7 Gedanken zu „Offener Brief an Herrn Bouffier aus dem “nachweislich leiseren” Sachsenhausen

  1. Diese Fluglärm-Küsser, leben nach dem Motto:
    First we take Mainhatten an then we take Berlin!

    Das ist wieder mal ein quälendes 08/15-Statement unseres MP und die Leser glauben diesen Quatsch.

    Zum Mitraten:
    Dort ist es nachweislich leiser geworden….
    Tatsächlich? Wo bitte ist denn dort?

    Das ist auch in anderen Bereichen so…..
    Wie schön, das freut uns sehr! Nur um welche Bereiche genau geht es?

    Wir sind noch nicht da wo wir hinwollen….
    ja, natürlich! Wo soll’s denn eigentlich hingehen?

    Stück für Stück ist es leiser geworden…..
    Nein! Ist es nicht!
    Hoffentlich kommt dem MP aber Stück für Stück sein Posten abhanden.

    Dank an die Sachsenhäuser AK “Nachtflüge” Sehr gute Arbeit.

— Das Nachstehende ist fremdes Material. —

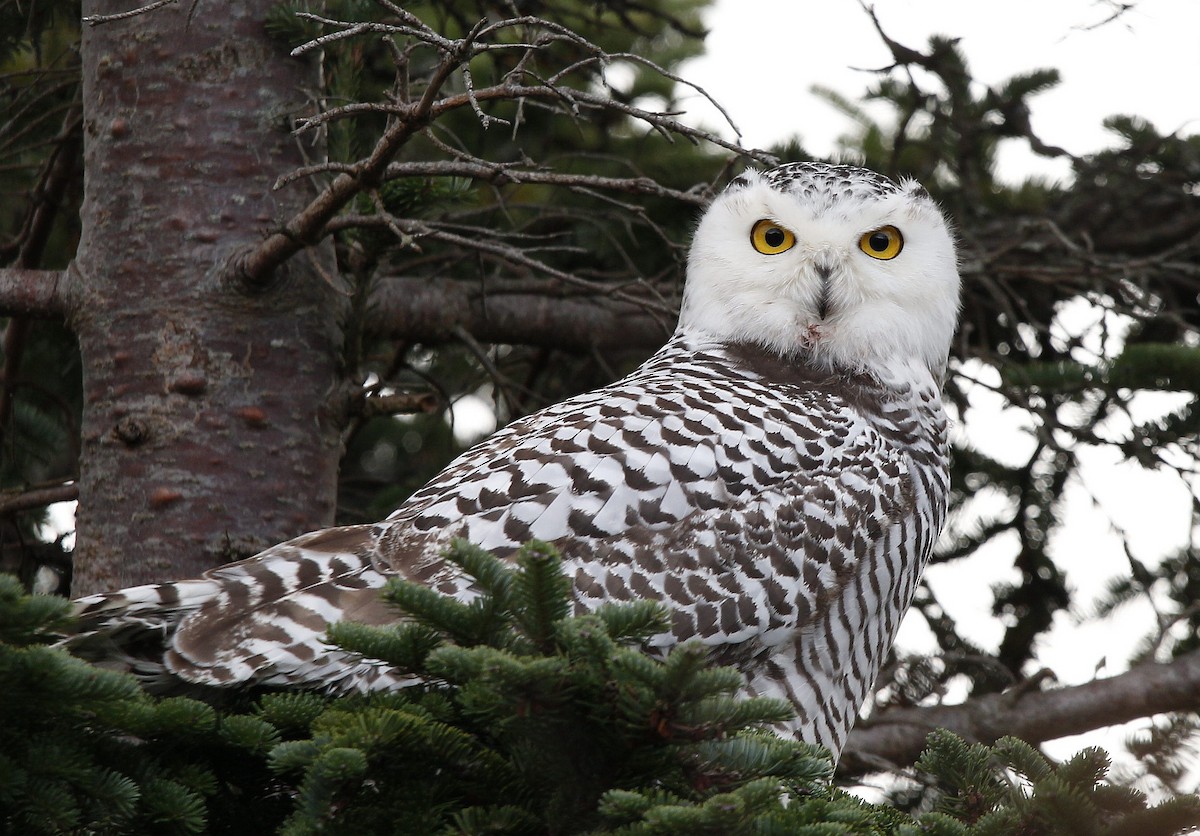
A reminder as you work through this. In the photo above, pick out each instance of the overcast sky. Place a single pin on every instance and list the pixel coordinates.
(763, 58)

  2. Ich sag nur: Ostwind! Seit Tagen wieder Dauerbeschallung im 30 Sec. Takt gen Osten u. Südosten. Im Feb. ca. 10 Tage hintereinander! Wird die Startbahn West genutzt, dann gehen die Landungen los. Herr Bouffier Sie sind ein Sklave der Luftfahrtindustrie u. d. Lakei der Fraport! Leute wählt diesen Lügenbaron im Sept. ab!

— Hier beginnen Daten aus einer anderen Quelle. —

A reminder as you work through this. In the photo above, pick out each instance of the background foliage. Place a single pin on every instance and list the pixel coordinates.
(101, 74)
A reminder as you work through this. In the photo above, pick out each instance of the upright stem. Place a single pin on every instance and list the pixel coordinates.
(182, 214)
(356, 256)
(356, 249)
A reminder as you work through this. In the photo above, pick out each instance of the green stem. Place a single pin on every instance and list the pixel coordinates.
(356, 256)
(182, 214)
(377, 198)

  3. Wenn ein Lakai der Luftfahrtindustrie formuliert, er wolle „einen fairen Interessenausgleich zwischen den betroffenen Anwohnern und der Zukunftsfähigkeit des Flughafens“, dann schaltet ein funktionierender gesunder Menschenverstand sofort in den Alarmzustand und denkt an die Mediation, bei der die Menschen arglistig getäuscht wurden.
    In der Presseerklärung vom 1. März 2013 heißt es, dass mit der Allianz für Lärmschutz „sehr gute Voraussetzungen geschaffen wurden, um die Lärmbetroffenheit der Anwohner deutlich zu reduzieren“.
    Und man tönt dann weiter, dass 10 von 19 Maßnahmen des aktiven Lärmschutzes bereits umgesetzt wurden und es „dadurch bereits wesentlich leiser“ geworden sei. Wer sich der Mühe unterzieht, einschlägige Fachliteratur zum Thema „Aktiver Lärmschutz“ zu lesen, wird sehr schnell feststellen, dass fast alle diese Maßnahmen, bezogen auf den Flughafen Frankfurt, der sich immer weiter in eines der größten Ballungsgebiete Deutschlands hineinfrisst, nichts als Alibiaktionismus sind. Wer unter der Endanfluglinie liegt, wird von keiner dieser Maßnahmen profitieren.
    Bouffier und seine Vasallen sollten endlich begreifen: Es gibt keinen leisen Flughafen, es gibt allerdings Flughäfen die klug, weitab der Bewohnung gebaut werden und damit die Menschen nicht krank machen – Frankfurt gehört gewiss nicht dazu.
    Wer so, wie die hessische Landesregierung, die leidgeplagten Menschen versucht für dumm zu verkaufen, gehört bei der nächsten Wahl bestraft.
    Schicken wir sie in die Wüste – zu einem leiseren Flughafen :-)

  4. Mit dieser Sichtweite wird der Min. Präsident hoffentlich niemanden überzeugen können. Das ist ein Schwall Unfug. Seit eineinhalb Jahren kommen nur unlogische und unrealistische Sätze aus dem Mund des Herrn Bouffier und nun auch noch verzweifelte Versuche vor der Wahl das Image aufzupolieren. Es wird einfach viel zu viel und wendungsreich geredet und nicht gehandelt. 1,5 Jahre Showdown und nichts hat sich geändert. In Deutschland wird schon lange Handaufhalten belohnt und nicht Leistung. Ob das Zukunft hat?
    ES IST ZU LAUT – DIE BAHN MUSS WEG

  5. So ist das, wenn “Wahn” mit in die Wege gelegt wurde und der Unterschied zwischen Himmel und Hölle nicht wahrgenommen werden kann.
    So manch einer wird morgens nicht mehr in den Spiegel schauen, weil er in seinem Gesicht den Wahnsinn sieht.

  6. In die WIEGE gelegt – so isses richtig :-)

    Und in meinem Gesicht ist nur noch Müdigkeit zu erkennen. Da vergeht mir das Grinsen doch glatt. Schöne Ostern.